Do you see the problem?  Five stations actually have negative weights!  Basically, this means that in rolling up these stations, these five thermometers were used upside down!  Increases in these temperatures in these stations cause the reconstructed continental average to decrease, and vice versa.  Of course, this makes zero sense, and is a great example of scientists wallowing in the numbers and forgetting they are supposed to have a physical reality.  Michael Mann has been quoted as saying the multi-variable regression analysis doesn’t care as to the orientation (positive or negative) of the correlation.  This is literally true, but what he forgets is that while the math may not care, Nature does.

For those who don’t follow, let me give you an example.  Let’s say we have market prices in a number of cities for a certain product, and we want to come up with an average.  To do so, we will have to weight the various local prices based on sizes of the city or perhaps populations or whatever.  But the one thing we can almost certainly predict is that none of the individual city weights will be negative.  We won’t, for example, ever find that the average western price of a product goes up because one component of the average, say the price in Portland, goes down.  This flies in the face of our understanding of how an arithmetic average should work.

It may happen that in a certain time periods, the price in Portland goes down in the same month as the Western average went up, but the decline in price in Portland did not drive the Western average up — in fact, its decline had to have actually limited the growth of the Western average below what it would have been had Portland also increased.   Someone looking at that one month and not understanding the underlying process might draw the conclusion that prices in Portland were related to the Western average price by a negative coefficient, but that conclusion would be wrong.

The Id post goes on to list a number of other failings of the Steig study on Antarctica, as does this post.  Years ago I wrote an article arguing that while the GISS and other bodies claim they have a statistical method for eliminating individual biases of measurement stations in their global averages, it appeared to me that all they were doing was spreading the warming bias around a larger geographic area like peanut butter.  Steig’ study appears to do the same thing, spreading the warming from the Antarctic Peninsula across the whole continent, in part based on its choice to use just three PC’s, a number that is both oddly small and coincidentally exactly the choice required to get the maximum warming value from their methodology.

• DaveK

Back in the day when I was an engineering student (not enough fingers and toes to count how long ago that was) we spent some time on modeling. One of the first things we learned was that you could fit a smooth curve to virtually any set of data, if only you’d put enough terms into the equation. When we got to use computers instead of slide rules and paper, we learned that you could get really marvelous curve fits using lots of different input variables.

And then we learned about what happens when you started giving the models input that were outside the boundary conditions… suddenly they just didn’t look so great.

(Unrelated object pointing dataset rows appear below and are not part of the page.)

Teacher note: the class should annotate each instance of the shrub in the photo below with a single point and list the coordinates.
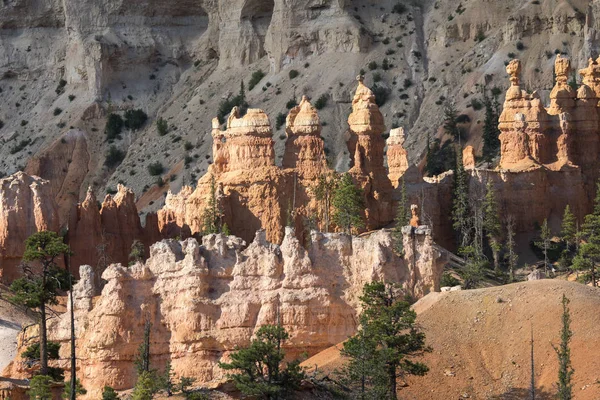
(321, 102)
(135, 119)
(114, 157)
(162, 126)
(399, 8)
(156, 168)
(381, 94)
(291, 104)
(279, 121)
(293, 73)
(114, 126)
(20, 146)
(255, 78)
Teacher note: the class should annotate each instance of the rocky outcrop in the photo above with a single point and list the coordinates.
(204, 300)
(396, 156)
(27, 206)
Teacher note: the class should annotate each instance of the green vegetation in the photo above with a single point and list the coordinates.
(347, 202)
(385, 346)
(40, 286)
(260, 370)
(114, 126)
(156, 168)
(114, 157)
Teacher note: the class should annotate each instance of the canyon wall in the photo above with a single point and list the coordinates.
(205, 299)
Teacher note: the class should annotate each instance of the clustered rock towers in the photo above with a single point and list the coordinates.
(566, 134)
(256, 194)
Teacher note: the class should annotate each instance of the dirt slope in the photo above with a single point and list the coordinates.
(481, 343)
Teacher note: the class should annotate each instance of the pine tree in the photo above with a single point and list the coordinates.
(142, 359)
(491, 132)
(491, 224)
(211, 217)
(565, 369)
(347, 204)
(259, 367)
(588, 255)
(568, 235)
(450, 123)
(388, 332)
(513, 258)
(37, 289)
(461, 221)
(402, 218)
(544, 243)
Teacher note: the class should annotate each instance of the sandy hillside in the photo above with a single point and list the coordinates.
(11, 320)
(481, 342)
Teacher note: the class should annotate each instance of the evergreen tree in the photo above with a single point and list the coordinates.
(323, 191)
(491, 224)
(211, 217)
(137, 252)
(39, 388)
(461, 221)
(39, 288)
(544, 243)
(491, 132)
(79, 389)
(142, 359)
(512, 256)
(565, 369)
(450, 122)
(402, 219)
(347, 204)
(260, 371)
(588, 255)
(109, 393)
(568, 235)
(388, 332)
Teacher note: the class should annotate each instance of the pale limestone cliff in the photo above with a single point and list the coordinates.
(204, 300)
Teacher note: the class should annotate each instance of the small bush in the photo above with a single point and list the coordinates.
(114, 126)
(255, 78)
(162, 126)
(399, 8)
(20, 146)
(291, 104)
(381, 94)
(114, 157)
(156, 168)
(135, 119)
(321, 102)
(279, 121)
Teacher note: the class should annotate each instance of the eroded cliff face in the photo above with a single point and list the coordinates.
(26, 207)
(204, 300)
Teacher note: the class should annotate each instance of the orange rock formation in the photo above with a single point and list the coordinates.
(26, 206)
(396, 156)
(204, 300)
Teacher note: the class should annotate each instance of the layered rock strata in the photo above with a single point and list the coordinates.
(26, 206)
(204, 300)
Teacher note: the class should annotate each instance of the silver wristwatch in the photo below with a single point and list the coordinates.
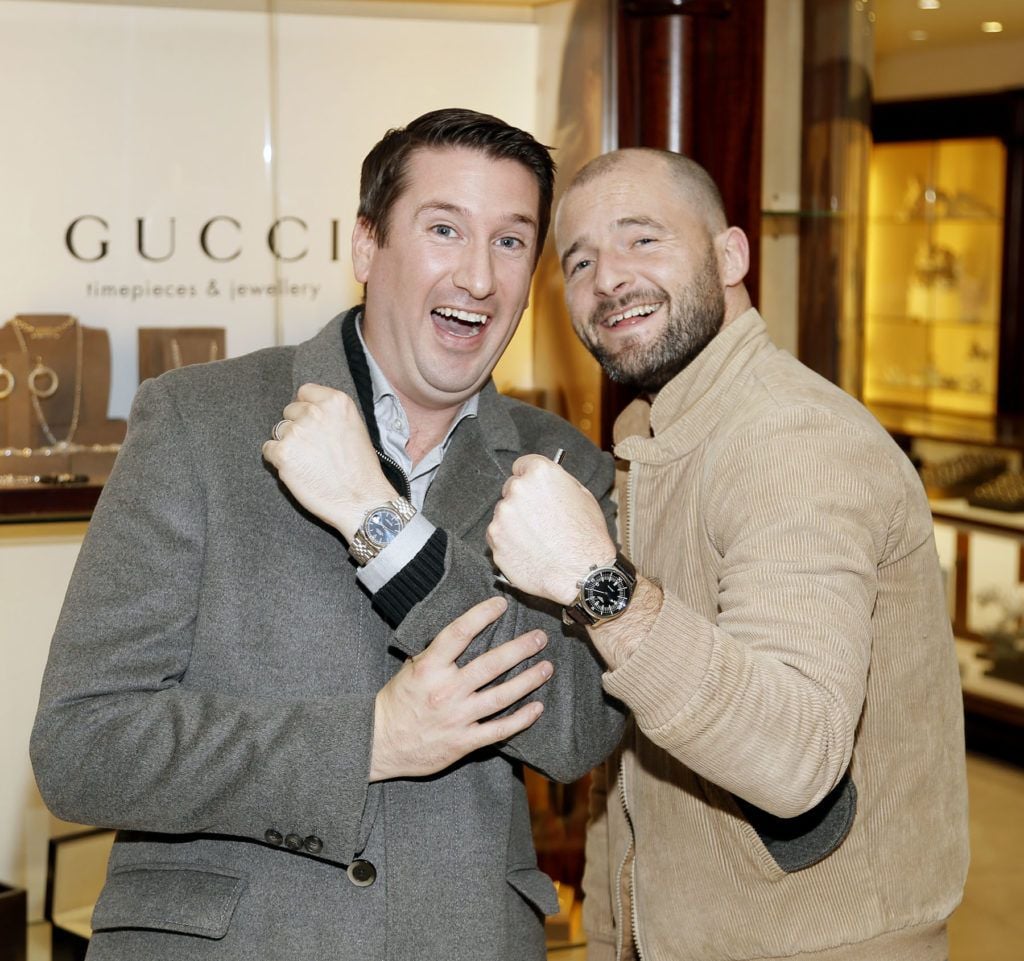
(380, 527)
(604, 593)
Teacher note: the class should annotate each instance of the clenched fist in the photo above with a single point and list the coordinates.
(324, 456)
(548, 531)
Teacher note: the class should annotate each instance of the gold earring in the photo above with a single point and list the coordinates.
(41, 370)
(7, 379)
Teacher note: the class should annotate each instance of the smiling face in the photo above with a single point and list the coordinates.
(445, 293)
(643, 279)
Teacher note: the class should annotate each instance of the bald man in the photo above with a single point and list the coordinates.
(793, 781)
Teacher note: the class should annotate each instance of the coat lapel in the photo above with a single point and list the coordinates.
(476, 464)
(322, 360)
(478, 459)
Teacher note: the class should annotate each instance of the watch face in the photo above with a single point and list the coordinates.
(382, 527)
(605, 593)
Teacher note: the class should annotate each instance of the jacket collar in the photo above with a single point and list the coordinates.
(477, 461)
(690, 406)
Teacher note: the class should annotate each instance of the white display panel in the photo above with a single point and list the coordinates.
(174, 138)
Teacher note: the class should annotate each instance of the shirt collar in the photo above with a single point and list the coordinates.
(383, 390)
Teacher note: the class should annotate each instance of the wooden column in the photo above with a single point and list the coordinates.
(689, 78)
(836, 148)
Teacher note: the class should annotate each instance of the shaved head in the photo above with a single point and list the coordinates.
(693, 181)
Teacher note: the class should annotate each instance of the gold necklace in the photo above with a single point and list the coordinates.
(44, 332)
(176, 352)
(7, 378)
(40, 369)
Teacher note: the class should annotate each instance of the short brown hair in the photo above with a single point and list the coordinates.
(384, 170)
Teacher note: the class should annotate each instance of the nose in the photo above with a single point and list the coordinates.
(611, 275)
(475, 272)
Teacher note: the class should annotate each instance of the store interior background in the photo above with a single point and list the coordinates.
(264, 110)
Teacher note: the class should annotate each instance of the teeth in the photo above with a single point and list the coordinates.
(464, 316)
(642, 310)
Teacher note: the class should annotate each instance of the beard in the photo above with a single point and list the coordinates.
(695, 316)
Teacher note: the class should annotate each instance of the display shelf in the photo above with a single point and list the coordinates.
(47, 502)
(1005, 430)
(895, 220)
(948, 323)
(960, 512)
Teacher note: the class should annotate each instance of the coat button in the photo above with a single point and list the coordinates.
(361, 873)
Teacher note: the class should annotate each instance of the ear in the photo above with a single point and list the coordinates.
(364, 248)
(733, 255)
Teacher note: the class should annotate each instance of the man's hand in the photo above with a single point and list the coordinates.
(432, 712)
(324, 456)
(548, 531)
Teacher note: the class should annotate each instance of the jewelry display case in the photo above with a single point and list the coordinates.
(56, 443)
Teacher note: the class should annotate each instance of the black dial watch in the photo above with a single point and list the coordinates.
(380, 527)
(604, 593)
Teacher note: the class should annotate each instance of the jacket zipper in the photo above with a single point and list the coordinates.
(633, 870)
(407, 492)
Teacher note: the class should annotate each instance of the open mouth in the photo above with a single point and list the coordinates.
(458, 322)
(631, 316)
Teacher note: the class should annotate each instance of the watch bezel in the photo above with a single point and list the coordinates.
(624, 589)
(384, 509)
(581, 612)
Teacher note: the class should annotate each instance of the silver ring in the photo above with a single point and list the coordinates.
(8, 382)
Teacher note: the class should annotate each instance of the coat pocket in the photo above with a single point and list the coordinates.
(796, 843)
(187, 900)
(536, 887)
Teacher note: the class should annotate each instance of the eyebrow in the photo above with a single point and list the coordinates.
(444, 207)
(615, 224)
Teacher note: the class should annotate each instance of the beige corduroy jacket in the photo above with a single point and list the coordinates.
(804, 636)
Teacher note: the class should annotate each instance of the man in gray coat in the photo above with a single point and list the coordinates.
(254, 676)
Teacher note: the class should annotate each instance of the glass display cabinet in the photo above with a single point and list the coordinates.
(934, 275)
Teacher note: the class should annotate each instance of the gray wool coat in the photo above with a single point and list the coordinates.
(210, 693)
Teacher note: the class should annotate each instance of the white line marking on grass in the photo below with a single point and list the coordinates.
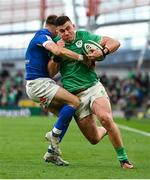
(134, 130)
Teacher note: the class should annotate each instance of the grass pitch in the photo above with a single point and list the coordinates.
(22, 146)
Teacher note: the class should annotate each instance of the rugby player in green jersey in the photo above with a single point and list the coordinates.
(83, 81)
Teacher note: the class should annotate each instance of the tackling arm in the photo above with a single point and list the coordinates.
(60, 51)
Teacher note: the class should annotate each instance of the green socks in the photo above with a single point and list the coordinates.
(121, 154)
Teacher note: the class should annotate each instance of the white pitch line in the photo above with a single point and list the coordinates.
(134, 130)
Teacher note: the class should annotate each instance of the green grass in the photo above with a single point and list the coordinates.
(22, 146)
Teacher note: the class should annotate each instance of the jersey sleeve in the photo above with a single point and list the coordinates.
(91, 36)
(42, 40)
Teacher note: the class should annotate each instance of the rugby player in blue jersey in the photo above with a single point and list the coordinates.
(44, 90)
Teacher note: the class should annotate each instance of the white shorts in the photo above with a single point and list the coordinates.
(41, 90)
(87, 98)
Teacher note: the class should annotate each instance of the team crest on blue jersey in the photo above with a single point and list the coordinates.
(79, 43)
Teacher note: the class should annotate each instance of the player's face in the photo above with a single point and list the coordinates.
(53, 30)
(67, 31)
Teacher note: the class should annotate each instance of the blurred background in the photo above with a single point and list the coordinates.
(125, 74)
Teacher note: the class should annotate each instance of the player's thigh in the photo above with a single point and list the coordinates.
(65, 97)
(88, 127)
(55, 107)
(101, 107)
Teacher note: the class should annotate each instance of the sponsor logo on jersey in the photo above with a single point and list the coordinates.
(79, 43)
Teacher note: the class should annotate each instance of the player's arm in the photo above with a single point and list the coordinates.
(62, 52)
(109, 45)
(53, 67)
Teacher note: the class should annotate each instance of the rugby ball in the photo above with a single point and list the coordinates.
(89, 45)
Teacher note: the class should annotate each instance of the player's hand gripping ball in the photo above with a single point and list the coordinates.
(92, 45)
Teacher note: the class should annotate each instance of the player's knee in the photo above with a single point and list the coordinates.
(76, 102)
(106, 120)
(94, 140)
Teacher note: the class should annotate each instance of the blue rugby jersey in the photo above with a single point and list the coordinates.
(37, 57)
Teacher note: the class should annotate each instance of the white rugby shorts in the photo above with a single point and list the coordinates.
(87, 98)
(41, 90)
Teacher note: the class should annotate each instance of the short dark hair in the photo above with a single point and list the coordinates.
(50, 20)
(61, 20)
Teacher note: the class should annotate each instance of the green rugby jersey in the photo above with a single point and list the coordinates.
(75, 74)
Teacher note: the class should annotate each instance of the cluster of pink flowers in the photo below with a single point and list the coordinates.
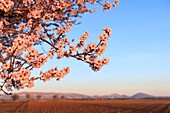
(28, 24)
(54, 73)
(6, 5)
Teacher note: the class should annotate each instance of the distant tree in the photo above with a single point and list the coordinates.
(15, 97)
(28, 96)
(38, 96)
(26, 25)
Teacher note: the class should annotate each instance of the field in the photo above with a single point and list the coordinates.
(88, 106)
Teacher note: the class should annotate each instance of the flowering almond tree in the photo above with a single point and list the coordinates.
(26, 24)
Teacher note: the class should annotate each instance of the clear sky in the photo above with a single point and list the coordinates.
(139, 52)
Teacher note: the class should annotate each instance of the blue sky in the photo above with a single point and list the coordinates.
(139, 52)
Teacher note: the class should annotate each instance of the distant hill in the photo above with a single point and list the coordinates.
(115, 95)
(48, 96)
(142, 95)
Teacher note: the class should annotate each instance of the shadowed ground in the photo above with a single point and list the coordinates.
(88, 106)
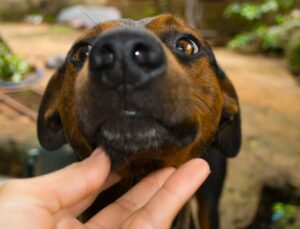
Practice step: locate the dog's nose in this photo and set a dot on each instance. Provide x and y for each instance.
(126, 59)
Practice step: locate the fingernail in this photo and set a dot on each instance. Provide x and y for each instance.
(97, 151)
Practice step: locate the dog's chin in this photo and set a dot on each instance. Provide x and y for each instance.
(126, 136)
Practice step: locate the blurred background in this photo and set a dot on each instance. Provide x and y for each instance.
(257, 43)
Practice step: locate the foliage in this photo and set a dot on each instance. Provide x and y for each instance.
(293, 53)
(274, 29)
(12, 67)
(283, 214)
(254, 11)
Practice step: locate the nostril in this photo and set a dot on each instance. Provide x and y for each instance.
(141, 54)
(102, 57)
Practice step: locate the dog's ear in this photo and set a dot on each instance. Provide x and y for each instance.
(228, 137)
(50, 129)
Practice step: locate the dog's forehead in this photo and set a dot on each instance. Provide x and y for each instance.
(136, 23)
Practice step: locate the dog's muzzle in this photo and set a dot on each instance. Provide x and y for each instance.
(126, 60)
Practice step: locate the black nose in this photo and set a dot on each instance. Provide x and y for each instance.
(126, 58)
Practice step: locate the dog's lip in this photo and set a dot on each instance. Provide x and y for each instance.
(130, 113)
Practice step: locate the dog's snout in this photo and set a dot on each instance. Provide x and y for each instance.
(126, 57)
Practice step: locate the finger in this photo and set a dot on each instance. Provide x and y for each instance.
(138, 196)
(62, 188)
(172, 196)
(76, 209)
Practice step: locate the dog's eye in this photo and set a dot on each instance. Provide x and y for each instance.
(187, 46)
(81, 53)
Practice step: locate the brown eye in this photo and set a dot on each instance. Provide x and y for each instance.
(81, 53)
(187, 46)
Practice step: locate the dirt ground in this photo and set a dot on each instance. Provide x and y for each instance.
(269, 98)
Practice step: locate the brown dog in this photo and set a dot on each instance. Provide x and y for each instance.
(151, 93)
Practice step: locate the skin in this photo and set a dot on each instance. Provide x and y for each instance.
(56, 199)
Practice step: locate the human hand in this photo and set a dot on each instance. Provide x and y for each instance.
(56, 199)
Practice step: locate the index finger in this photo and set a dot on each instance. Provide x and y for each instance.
(172, 196)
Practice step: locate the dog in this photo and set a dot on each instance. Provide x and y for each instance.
(152, 94)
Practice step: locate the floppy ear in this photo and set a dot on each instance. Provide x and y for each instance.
(228, 137)
(50, 129)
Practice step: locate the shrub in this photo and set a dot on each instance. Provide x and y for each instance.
(293, 53)
(12, 67)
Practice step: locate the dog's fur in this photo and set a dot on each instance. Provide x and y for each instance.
(188, 108)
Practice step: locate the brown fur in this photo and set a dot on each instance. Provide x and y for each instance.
(190, 91)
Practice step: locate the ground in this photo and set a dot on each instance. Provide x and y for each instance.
(269, 98)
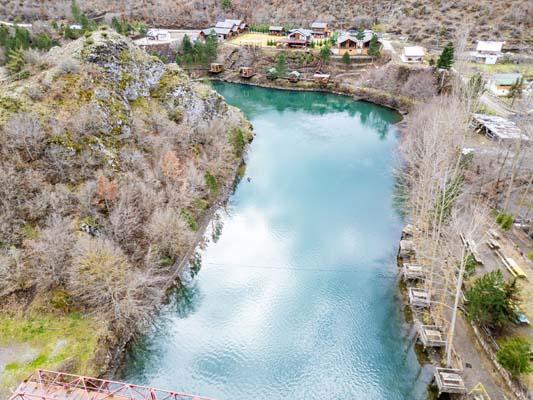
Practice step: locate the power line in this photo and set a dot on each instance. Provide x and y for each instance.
(299, 268)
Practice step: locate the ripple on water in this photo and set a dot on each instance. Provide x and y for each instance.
(296, 298)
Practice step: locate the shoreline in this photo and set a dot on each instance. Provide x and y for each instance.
(116, 352)
(357, 95)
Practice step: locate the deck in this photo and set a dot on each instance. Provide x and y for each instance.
(50, 385)
(449, 381)
(431, 335)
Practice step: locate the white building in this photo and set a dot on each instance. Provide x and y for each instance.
(158, 34)
(488, 52)
(413, 54)
(500, 84)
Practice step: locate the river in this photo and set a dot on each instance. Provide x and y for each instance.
(296, 297)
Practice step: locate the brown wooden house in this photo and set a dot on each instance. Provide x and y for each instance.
(299, 38)
(246, 72)
(347, 44)
(216, 68)
(276, 30)
(320, 30)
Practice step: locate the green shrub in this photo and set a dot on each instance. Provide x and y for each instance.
(189, 218)
(514, 356)
(211, 183)
(505, 220)
(491, 300)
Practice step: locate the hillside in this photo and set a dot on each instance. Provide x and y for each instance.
(109, 162)
(430, 21)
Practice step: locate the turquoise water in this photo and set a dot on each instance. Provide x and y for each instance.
(297, 299)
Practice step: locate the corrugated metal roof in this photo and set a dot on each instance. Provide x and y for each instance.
(319, 25)
(489, 46)
(414, 51)
(505, 79)
(499, 127)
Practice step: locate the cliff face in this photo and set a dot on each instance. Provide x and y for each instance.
(422, 20)
(109, 159)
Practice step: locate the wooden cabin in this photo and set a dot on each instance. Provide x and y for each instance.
(294, 76)
(412, 272)
(246, 72)
(413, 54)
(299, 38)
(321, 79)
(320, 30)
(276, 30)
(216, 68)
(347, 44)
(419, 297)
(449, 380)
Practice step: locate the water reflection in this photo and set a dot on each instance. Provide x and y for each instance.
(296, 298)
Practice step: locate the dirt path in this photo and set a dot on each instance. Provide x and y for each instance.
(496, 106)
(477, 366)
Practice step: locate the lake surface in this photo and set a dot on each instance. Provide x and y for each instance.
(297, 297)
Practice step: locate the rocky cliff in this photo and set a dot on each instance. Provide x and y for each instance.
(109, 161)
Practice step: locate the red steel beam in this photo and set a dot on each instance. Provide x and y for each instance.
(51, 385)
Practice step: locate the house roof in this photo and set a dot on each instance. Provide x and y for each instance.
(305, 32)
(237, 22)
(414, 51)
(156, 32)
(319, 25)
(345, 37)
(350, 35)
(225, 24)
(489, 46)
(218, 31)
(506, 79)
(500, 127)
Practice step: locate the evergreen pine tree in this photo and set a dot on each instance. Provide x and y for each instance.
(325, 54)
(445, 60)
(373, 49)
(516, 90)
(281, 66)
(186, 45)
(346, 58)
(75, 11)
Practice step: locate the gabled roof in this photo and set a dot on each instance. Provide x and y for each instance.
(156, 32)
(237, 22)
(218, 31)
(489, 46)
(345, 37)
(351, 35)
(414, 51)
(505, 79)
(500, 127)
(319, 25)
(304, 32)
(225, 24)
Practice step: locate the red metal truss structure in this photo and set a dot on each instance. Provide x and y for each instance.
(49, 385)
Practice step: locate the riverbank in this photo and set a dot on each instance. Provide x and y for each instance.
(124, 168)
(294, 287)
(399, 104)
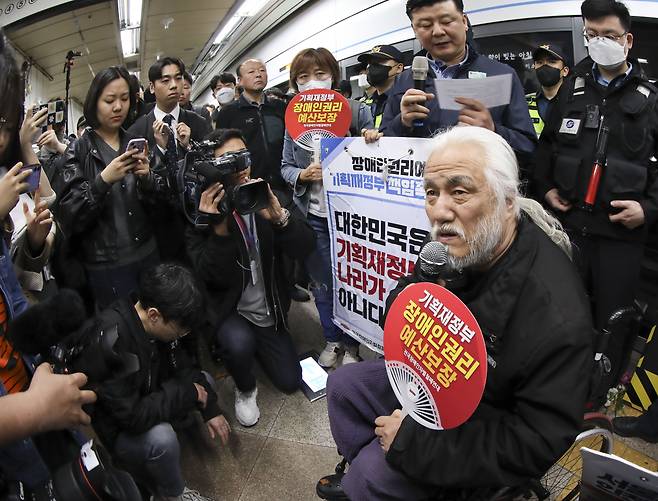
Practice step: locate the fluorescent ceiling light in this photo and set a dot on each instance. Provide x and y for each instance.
(130, 42)
(251, 7)
(130, 13)
(227, 29)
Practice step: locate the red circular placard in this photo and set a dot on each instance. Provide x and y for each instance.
(317, 113)
(435, 355)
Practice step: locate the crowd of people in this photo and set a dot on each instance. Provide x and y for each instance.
(508, 191)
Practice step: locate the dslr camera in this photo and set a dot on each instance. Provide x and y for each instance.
(201, 169)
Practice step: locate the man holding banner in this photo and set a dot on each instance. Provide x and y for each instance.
(526, 296)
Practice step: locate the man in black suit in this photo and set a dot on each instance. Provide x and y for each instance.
(177, 125)
(186, 104)
(166, 83)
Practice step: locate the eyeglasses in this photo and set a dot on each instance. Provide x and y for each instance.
(615, 38)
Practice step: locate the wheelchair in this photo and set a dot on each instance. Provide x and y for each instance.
(562, 480)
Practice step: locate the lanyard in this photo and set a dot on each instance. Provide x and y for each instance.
(250, 240)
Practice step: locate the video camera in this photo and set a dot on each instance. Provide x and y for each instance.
(201, 169)
(89, 477)
(69, 342)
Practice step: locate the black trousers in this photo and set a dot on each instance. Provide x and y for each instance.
(611, 273)
(241, 343)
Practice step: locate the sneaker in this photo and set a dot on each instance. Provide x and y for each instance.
(329, 355)
(190, 495)
(351, 355)
(246, 408)
(299, 295)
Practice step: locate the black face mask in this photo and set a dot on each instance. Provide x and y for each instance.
(377, 74)
(548, 76)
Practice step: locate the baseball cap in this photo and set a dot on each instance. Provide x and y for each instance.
(381, 52)
(553, 50)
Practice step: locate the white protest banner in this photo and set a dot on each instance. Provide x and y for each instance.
(377, 225)
(607, 477)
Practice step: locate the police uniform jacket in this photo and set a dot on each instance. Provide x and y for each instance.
(512, 121)
(535, 318)
(568, 143)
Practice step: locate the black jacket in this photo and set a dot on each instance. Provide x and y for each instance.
(202, 111)
(564, 160)
(263, 127)
(222, 262)
(512, 121)
(161, 390)
(168, 222)
(536, 323)
(85, 203)
(143, 127)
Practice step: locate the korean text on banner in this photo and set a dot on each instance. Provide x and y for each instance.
(377, 224)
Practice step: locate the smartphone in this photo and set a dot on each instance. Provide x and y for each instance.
(139, 144)
(33, 179)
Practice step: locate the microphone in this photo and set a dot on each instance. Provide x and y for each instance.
(433, 258)
(419, 70)
(434, 265)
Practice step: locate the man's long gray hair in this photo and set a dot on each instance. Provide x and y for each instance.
(502, 173)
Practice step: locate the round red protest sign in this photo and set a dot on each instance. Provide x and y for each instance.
(316, 114)
(435, 355)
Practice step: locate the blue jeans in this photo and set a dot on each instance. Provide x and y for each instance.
(242, 342)
(153, 456)
(318, 266)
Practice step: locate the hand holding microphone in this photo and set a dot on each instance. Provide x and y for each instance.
(413, 111)
(434, 266)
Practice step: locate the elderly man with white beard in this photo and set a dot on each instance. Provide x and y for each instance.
(527, 297)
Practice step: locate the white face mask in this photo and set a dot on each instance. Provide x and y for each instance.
(225, 95)
(607, 53)
(315, 84)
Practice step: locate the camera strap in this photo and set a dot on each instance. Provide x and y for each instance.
(252, 248)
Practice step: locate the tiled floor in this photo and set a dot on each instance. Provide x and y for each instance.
(283, 456)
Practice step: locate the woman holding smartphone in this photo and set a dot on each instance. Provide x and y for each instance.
(25, 192)
(318, 69)
(104, 185)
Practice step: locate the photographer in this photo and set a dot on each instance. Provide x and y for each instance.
(52, 402)
(137, 408)
(240, 260)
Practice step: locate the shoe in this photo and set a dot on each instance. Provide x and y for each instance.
(246, 408)
(299, 295)
(190, 495)
(329, 355)
(331, 488)
(200, 428)
(632, 427)
(351, 355)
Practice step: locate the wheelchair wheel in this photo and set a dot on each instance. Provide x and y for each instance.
(562, 481)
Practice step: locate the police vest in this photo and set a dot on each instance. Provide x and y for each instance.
(533, 109)
(370, 103)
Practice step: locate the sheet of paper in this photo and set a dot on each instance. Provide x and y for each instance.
(491, 91)
(313, 375)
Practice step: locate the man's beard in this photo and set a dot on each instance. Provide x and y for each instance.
(481, 244)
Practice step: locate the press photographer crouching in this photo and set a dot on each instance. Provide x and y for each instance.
(238, 254)
(139, 406)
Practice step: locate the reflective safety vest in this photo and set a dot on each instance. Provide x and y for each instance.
(533, 109)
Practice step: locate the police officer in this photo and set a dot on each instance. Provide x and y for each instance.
(384, 63)
(607, 91)
(551, 68)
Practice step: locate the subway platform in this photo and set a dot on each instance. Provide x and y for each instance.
(283, 456)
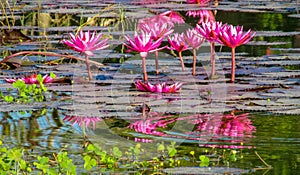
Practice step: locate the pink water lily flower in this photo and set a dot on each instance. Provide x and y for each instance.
(194, 40)
(210, 31)
(178, 43)
(204, 15)
(197, 1)
(161, 88)
(83, 121)
(234, 36)
(86, 43)
(174, 17)
(144, 44)
(32, 79)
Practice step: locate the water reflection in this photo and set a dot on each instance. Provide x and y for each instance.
(213, 130)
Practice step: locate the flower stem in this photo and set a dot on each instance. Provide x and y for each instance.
(144, 69)
(46, 54)
(181, 61)
(194, 62)
(212, 58)
(232, 64)
(88, 67)
(156, 62)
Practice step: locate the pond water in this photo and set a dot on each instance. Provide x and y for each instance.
(257, 116)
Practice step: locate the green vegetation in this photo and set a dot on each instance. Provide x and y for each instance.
(26, 93)
(18, 160)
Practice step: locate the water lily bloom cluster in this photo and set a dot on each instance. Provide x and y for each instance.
(197, 1)
(204, 15)
(144, 44)
(164, 88)
(234, 36)
(86, 43)
(177, 42)
(194, 40)
(158, 30)
(210, 31)
(32, 79)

One of the things about modeling we did learn was that it was best to use input parameters that had straightforward effects on the output… that is, the physics of the process was reasonably well understood. When an input parameter began to show a counterintuitive relationship to the output it was a great big red danger-flag. We found that it usually meant that troublesome parameter was actually a proxy for something else, and that we’d better find out what that something else was if you wanted to extend the model.

It strikes me that far too many climate modelers have fallen into the trap of believing they don’t have to understand the differences between driving parameters and proxy parameters. The computers give you the correlations and that’s all you need, even if that individual correlation doesn’t make a lot of sense. They’ve forgotten that one thing that computers are really, really good at is to make huge numbers of really stupid calculations in a short period of time. And some of those stupid calculations, while fundamentally wrong, will result in answers that appear to be correct. Those who put great faith in overly complex models usually get smacked by boundary condition assumptions that make those models appear to work.